Paul Jacoulet (1896-1960)
Article précédent : Pourquoi Paul Jacoulet est-il devenu un artiste français de l’estampe japonaise ?
Les estampes de Paul Jacoulet ont été réalisées au Japon de la façon la plus traditionnelle. Ce sont des impressions sur papier issues de la gravure sur bois.
Voir : Comment est réalisée une estampe japonaise ?
La technique des estampes de Paul Jacoulet
Paul Jacoulet utilise les techniques traditionnelles les plus virtuoses de l’estampe Ukiyo-e : pigments végétaux pour les encres, poudre de mica saupoudrée sur une zone préalablement colorée ou poudre de mica fixée en couche sur le fond, rehauts de poudres d’or et d’argent ou de perles (nacre), laque, gaufrage.
Il fait fabriquer un papier spécial pour ses estampes (le kizuki hosho), plus épais car le nombre de couleurs nécessite un nombre d’application de la feuille sur les bois encrés plus importants qu’au temps de l’Ukiyo-e (rappel : une application pour imprimer le trait de contour plus une application pour chaque couleur). Pour certaines estampes de Jacoulet, le papier est appliqué jusqu’à 60 fois sur les bois.
Il fait fabriquer son papier par le grand maitre Kihei Yamaguchi à Okamoto dans le département de Fukui.
Jacoulet, éditeur de ses propres estampes, dirige ses artisans.
Contrairement à la pratique européenne, l’estampe japonaise nécessite la réunion de 4 talents : l’artiste, le graveur, l’imprimeur et l’éditeur qui met sous contrat artiste et artisans. Paul Jacoulet sera son propre éditeur. Extrêmement exigeant, il surveille méticuleusement les processus de gravure et d’impression, rejetant les estampes qui n’atteignent pas à ses yeux le niveau de qualité requis.
Le succès étant au rendez-vous dès les débuts de son atelier et il va recruter « la crème » des artisans, maitres graveurs et maitres imprimeurs.
Son premier artisan graveur est Eijiro Urushibara et son premier artisan imprimeur est Yamagashi Kazuo.
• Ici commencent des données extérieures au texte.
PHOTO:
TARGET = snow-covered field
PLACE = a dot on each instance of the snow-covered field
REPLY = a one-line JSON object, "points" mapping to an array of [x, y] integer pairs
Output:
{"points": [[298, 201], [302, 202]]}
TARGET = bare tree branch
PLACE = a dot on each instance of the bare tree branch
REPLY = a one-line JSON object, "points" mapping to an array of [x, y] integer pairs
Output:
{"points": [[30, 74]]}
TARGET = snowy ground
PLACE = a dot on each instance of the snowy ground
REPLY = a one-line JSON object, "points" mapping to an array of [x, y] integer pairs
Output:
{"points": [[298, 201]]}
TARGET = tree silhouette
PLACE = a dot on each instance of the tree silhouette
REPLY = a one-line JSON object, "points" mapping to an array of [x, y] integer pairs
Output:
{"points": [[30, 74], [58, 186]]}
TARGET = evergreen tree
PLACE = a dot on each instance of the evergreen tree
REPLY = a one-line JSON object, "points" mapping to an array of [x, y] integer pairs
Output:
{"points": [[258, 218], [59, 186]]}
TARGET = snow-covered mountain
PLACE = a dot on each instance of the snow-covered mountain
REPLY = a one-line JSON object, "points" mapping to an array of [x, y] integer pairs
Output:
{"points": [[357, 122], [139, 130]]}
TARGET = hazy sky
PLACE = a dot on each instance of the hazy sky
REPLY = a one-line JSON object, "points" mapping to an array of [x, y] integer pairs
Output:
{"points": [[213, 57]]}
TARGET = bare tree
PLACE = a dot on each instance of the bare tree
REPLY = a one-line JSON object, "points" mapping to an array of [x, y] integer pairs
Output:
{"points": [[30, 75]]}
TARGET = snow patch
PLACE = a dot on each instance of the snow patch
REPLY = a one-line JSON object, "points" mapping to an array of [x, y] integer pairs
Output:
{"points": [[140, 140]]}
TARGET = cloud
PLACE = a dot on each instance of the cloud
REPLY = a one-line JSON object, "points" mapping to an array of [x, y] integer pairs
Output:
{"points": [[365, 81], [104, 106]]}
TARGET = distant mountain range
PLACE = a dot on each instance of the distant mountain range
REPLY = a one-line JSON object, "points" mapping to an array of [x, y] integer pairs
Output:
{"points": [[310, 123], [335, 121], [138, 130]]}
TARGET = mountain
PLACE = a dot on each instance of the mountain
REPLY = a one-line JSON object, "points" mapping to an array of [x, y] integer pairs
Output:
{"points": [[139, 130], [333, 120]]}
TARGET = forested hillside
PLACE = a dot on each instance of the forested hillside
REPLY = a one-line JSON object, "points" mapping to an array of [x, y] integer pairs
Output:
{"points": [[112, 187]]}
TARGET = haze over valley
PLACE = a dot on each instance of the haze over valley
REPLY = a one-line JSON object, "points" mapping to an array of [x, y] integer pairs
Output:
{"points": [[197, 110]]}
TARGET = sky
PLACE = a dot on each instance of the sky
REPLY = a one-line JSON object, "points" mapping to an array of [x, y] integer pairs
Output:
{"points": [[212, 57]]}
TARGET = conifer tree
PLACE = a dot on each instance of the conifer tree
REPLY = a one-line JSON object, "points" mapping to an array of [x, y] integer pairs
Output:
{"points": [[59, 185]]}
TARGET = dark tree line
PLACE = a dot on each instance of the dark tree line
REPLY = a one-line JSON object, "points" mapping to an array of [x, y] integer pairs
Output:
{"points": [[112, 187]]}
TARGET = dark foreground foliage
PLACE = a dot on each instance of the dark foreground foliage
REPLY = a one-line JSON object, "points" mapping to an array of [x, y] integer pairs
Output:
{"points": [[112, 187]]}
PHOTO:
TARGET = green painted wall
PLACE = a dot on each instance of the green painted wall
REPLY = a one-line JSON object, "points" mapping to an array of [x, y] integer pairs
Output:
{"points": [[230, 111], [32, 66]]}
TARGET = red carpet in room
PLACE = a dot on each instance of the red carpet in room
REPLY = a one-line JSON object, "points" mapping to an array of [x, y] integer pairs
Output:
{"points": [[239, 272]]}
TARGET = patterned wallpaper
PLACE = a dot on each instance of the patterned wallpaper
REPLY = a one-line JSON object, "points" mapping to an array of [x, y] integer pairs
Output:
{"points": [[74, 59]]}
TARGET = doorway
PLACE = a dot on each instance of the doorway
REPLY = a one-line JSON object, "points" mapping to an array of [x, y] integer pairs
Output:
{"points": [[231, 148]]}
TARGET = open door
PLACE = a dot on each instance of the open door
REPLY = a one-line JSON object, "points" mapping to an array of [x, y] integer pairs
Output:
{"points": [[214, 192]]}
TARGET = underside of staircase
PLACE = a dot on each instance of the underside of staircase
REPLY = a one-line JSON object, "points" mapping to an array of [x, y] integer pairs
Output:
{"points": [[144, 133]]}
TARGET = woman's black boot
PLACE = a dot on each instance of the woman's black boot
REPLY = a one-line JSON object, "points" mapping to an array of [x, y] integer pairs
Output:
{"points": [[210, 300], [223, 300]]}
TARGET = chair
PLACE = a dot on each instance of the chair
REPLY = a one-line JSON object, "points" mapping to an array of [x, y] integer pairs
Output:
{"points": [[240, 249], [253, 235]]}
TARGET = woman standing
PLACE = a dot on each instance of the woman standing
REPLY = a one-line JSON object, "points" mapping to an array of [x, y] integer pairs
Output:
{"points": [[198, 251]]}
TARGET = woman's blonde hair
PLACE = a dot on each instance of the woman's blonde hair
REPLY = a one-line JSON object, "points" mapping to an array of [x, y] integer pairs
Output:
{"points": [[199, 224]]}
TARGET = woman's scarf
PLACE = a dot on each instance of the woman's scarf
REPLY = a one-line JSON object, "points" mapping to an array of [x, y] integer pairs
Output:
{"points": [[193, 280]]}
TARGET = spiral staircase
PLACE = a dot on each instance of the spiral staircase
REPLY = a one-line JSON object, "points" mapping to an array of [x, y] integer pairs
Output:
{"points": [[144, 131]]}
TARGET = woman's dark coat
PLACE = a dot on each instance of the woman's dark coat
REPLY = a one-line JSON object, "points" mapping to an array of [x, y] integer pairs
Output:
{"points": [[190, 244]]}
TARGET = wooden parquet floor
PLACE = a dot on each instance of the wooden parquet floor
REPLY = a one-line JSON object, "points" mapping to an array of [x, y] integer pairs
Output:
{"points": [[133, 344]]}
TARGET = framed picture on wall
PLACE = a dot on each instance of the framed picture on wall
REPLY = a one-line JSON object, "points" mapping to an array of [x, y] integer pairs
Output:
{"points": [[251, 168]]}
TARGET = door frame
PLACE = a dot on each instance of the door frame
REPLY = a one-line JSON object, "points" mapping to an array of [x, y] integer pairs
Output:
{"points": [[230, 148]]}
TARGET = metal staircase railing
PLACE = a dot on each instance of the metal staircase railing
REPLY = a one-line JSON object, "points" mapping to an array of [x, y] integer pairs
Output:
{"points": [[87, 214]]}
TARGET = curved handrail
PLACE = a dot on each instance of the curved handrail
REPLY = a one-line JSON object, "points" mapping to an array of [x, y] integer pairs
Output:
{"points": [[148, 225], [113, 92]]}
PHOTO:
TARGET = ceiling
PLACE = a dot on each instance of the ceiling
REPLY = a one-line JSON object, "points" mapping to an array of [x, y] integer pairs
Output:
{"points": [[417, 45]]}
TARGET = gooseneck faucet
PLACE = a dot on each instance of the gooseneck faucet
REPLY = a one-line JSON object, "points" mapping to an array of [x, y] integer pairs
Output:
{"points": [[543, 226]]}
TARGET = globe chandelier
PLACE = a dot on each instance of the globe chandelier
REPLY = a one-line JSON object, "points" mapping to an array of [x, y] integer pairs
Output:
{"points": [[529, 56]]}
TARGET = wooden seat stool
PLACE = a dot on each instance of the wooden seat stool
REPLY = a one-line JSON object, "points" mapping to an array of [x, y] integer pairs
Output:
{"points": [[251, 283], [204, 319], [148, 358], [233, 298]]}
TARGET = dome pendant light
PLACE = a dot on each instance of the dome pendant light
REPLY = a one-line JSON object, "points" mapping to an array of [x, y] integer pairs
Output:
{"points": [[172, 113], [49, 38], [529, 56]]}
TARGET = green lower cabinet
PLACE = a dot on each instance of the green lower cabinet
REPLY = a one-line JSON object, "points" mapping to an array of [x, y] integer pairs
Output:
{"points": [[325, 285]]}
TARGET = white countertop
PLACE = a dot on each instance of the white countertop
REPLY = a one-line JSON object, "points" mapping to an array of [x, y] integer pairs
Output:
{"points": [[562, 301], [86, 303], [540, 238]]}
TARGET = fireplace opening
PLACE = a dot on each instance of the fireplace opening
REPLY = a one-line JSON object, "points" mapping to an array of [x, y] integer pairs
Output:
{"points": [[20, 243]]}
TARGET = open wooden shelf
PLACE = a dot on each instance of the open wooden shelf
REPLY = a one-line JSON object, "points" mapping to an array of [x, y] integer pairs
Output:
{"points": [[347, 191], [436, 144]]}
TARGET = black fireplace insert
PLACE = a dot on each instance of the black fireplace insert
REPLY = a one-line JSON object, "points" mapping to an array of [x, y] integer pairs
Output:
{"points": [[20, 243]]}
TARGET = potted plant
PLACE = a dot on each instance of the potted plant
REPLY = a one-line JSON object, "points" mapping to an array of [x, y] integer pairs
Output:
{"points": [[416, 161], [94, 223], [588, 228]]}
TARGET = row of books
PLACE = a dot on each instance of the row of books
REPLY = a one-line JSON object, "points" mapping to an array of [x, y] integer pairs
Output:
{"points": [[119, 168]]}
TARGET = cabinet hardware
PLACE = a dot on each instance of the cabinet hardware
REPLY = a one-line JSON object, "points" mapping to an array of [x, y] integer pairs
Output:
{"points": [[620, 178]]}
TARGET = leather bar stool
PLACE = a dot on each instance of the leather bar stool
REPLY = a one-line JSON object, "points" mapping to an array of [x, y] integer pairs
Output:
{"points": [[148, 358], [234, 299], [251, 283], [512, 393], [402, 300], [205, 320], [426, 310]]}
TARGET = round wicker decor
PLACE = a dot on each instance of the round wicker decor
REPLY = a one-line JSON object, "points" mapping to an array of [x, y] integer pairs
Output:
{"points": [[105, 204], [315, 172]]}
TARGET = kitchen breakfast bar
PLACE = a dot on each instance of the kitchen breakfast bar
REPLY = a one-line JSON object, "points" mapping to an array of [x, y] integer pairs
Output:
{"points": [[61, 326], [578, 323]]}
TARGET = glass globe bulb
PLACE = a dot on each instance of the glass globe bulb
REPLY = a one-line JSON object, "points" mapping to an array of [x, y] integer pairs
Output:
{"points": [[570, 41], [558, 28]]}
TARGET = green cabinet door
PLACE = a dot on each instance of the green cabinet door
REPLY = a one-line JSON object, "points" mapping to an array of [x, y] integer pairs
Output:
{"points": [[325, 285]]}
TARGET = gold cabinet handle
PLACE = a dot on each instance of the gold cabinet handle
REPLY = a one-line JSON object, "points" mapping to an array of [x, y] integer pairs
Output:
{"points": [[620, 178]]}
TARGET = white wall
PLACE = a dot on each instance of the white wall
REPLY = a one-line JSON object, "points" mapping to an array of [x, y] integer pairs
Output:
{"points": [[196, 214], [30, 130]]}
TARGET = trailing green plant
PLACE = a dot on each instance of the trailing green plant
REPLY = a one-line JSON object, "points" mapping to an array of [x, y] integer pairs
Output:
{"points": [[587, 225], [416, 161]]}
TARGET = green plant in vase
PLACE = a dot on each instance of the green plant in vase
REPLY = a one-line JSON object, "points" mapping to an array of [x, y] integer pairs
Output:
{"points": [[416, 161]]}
Puis il recrute les imprimeurs Shunosuke Fujii, Tetsunosuke Honda, Matashiro Uchikawa, Fusakichi Ogawa et Yoshizo Onodera
Enfin, il s’adjoint le graveur Kentaro Maeda qui travaillera toute sa vie avec Paul Jacoulet.
Le maitre-graveur Kentaro Maeda, le plus grand graveur du XXème siècle
Né en 1891, il collabore avec Paul Jacoulet de 1935 à 1960. Il travaillera parallèlement pour l’éditeur Shozaburo Watanabe à graver, entre autres, l’œuvre d’Hasui Kawase.
Shozaburo Watanabe est l’éditeur qui a initié le mouvement Shin hanga.
Kentaro a également travaillé pour l’éditeur Yuyudo à graver des rééditions d’estampes Ukiyo-e et des éditions commémoratives d’estampes de Goyo Hashiguchi.
Goyo Hashiguchi, Femme se poudrant, gravure sur bois, estampe du mouvement « Shin hanga », éditeurs Yuyudo et Watanabe, graveur Kentaro Maeda,
Source www.artmemo.fr
Hasui Kawase, Mare de Shiba Benten 1929, détail, gravure sur bois, estampe du mouvement « Shin hanga », éditeur Watanabe, graveur Kentaro Maeda,
Voir la biographie d’Hasui Kawase
La stylistique de Paul Jacoulet
Qui dit estampe japonaise, dit dessin linéaire ( basé sur la ligne, sans modelé ni volume).
Ce sont ses professeurs à Tokyo Terukata et Shoen Ikeda qui lui enseigneront cette façon de dessiner. Il s’appuiera aussi sur l’étude des maitres de l’estampe : « Pour apprendre les lignes, j’ai étudié Masanobu, Harunobu, Kiyonaga, Utamaro, Hokusai et d’autres peintres de l’ukiyo-e ».
La gravure sur bois ne permet pas véritablement la restitution des volumes. Seul l’usage des dégradés de couleur peut donner une impression de volume et de succession des plans mais Jacoulet ne le demande pas à ses artisans imprimeurs alors qu’à la même époque les estampes Shin hanga multiplient les effets de perspective grâce aux dégradés.
Sa technique : il fait un dessin à l’aquarelle et oriente son graphisme pour produire un dessin uniquement fondé sur la ligne. Il respecte ainsi la tradition japonaise et facilite le travail du graveur.
Gravures sur bois, Les Deux Adversaires , Corée
Choix et traitement du sujet : exotisme et amour des corps masculins
Les sujets de prédilection de Paul Jacoulet : des portraits chargés d’exotisme.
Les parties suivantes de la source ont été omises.